Parameter-Efficient Fine-Tuning Methods for Pretrained Language Models: A Critical Review and Assessment

Authors: Lingling Xu, Haoran Xie, Si-Zhao Joe Qin, Xiaohui Tao, Fu Lee Wang

What

This paper presents a comprehensive review and assessment of Parameter-Efficient Fine-Tuning (PEFT) methods for Pretrained Language Models (PLMs), focusing on their effectiveness in reducing trainable parameters and memory usage while maintaining comparable performance to full fine-tuning.

Why

This paper is important because it addresses the challenges of adapting large language models (LLMs) with billions of parameters to specific downstream tasks, especially given limited computational resources, by providing a systematic overview of PEFT methods and evaluating their performance across different tasks and models.

How

The authors conducted their research by categorizing PEFT methods into five groups: additive fine-tuning, partial fine-tuning, reparameterized fine-tuning, hybrid fine-tuning, and unified fine-tuning.
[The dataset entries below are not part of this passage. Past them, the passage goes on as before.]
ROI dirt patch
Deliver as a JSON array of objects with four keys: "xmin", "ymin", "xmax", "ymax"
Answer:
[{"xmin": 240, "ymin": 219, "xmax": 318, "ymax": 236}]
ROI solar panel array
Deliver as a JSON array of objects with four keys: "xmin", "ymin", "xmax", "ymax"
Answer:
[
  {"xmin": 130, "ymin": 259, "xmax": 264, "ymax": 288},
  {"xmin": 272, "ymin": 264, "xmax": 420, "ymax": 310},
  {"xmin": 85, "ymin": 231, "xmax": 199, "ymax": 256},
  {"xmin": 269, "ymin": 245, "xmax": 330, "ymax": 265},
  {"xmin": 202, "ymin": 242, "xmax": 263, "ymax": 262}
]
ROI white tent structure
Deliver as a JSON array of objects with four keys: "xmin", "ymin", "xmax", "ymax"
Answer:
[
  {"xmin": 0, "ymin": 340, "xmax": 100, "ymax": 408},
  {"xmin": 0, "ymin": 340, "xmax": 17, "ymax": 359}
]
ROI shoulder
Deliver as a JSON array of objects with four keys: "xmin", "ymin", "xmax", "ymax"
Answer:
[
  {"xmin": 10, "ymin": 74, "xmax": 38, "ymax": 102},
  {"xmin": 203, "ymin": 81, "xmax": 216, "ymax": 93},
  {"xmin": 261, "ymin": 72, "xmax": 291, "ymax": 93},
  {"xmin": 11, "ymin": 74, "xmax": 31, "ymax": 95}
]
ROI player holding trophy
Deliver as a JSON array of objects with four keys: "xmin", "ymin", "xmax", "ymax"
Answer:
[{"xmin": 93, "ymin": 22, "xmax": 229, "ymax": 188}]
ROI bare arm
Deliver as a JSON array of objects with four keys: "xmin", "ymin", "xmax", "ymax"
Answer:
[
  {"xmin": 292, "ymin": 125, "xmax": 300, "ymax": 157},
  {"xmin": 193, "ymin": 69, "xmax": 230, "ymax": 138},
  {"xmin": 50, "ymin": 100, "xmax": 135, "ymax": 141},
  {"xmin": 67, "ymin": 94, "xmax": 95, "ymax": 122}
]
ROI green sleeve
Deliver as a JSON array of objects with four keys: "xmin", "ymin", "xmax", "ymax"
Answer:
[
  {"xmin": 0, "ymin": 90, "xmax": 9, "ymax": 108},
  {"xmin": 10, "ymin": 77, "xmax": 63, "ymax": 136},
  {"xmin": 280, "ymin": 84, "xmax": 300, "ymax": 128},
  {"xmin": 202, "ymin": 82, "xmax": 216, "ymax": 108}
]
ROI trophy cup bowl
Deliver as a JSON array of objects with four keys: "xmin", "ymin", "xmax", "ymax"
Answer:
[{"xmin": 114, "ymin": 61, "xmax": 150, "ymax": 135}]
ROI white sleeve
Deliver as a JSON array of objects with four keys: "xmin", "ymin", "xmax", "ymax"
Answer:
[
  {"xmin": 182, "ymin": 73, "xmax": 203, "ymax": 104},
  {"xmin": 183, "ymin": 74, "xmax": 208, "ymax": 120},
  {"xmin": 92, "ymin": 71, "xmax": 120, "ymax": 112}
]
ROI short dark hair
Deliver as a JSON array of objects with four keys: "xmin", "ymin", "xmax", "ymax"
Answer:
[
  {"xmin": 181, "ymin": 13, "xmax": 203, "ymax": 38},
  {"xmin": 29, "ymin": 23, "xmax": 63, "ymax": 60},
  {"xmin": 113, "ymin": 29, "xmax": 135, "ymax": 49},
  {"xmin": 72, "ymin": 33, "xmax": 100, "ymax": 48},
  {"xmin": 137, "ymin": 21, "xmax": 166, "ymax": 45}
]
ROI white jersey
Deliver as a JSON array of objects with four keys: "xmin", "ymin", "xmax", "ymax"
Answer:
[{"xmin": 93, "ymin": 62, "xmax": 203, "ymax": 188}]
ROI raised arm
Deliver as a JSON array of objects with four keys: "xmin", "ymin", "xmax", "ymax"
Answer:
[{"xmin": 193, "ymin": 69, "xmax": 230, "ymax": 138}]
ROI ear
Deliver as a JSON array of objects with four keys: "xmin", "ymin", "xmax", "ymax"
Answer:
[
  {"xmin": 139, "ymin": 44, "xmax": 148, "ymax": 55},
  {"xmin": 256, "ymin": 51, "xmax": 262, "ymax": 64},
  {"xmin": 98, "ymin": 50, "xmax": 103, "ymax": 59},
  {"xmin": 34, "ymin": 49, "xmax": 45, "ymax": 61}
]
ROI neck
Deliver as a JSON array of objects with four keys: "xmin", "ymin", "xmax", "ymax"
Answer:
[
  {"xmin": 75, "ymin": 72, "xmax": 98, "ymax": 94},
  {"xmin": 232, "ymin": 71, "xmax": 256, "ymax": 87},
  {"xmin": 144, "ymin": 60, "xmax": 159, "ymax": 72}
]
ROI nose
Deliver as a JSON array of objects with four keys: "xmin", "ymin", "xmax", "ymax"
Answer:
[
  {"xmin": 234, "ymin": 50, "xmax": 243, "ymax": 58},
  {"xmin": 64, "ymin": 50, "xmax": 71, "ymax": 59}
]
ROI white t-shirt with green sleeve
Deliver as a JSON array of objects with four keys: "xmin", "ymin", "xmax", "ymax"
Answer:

They then conducted experiments using eleven representative PEFT methods on three different types of PLMs (RoBERTa, T5, and LLaMA) across NLU, MT, and NLG tasks, evaluating their performance and memory usage.

Result

Key findings include: (1) Most PEFT methods achieve comparable or better performance than full fine-tuning on the GLUE benchmark while significantly reducing the number of trainable parameters. (2) ProPELT adapter achieves the best average performance with only 1.5% of trainable parameters compared to full fine-tuning. (3) QLoRA significantly reduces GPU memory consumption, enabling fine-tuning of LLaMA with limited resources. (4) The effectiveness of PEFT methods in reducing memory usage increases with larger model sizes.

LF

The paper highlights several limitations and future directions, including: (1) Exploring lightweight hybrid PEFT methods that combine multiple PEFT methods for better performance with minimal parameter increase. (2) Developing more LoRA-derived PEFT methods, focusing on pruning and weight quantization to optimize storage and computation. (3) Expanding the PEFT library by integrating additional PEFT methods for wider application. (4) Conducting further theoretical studies to understand the underlying mechanisms of PEFT methods. (5) Exploring the application of PEFT methods in computer vision and multimodal learning.

Abstract

With the continuous growth in the number of parameters of transformer-based pretrained language models (PLMs), particularly the emergence of large language models (LLMs) with billions of parameters, many natural language processing (NLP) tasks have demonstrated remarkable success. However, the enormous size and computational demands of these models pose significant challenges for adapting them to specific downstream tasks, especially in environments with limited computational resources. Parameter Efficient Fine-Tuning (PEFT) offers an effective solution by reducing the number of fine-tuning parameters and memory usage while achieving comparable performance to full fine-tuning. The demands for fine-tuning PLMs, especially LLMs, have led to a surge in the development of PEFT methods, as depicted in Fig. 1. In this paper, we present a comprehensive and systematic review of PEFT methods for PLMs. We summarize these PEFT methods, discuss their applications, and outline future directions. Furthermore, we conduct experiments using several representative PEFT methods to better understand their effectiveness in parameter efficiency and memory efficiency. By offering insights into the latest advancements and practical applications, this survey serves as an invaluable resource for researchers and practitioners seeking to navigate the challenges and opportunities presented by PEFT in the context of PLMs.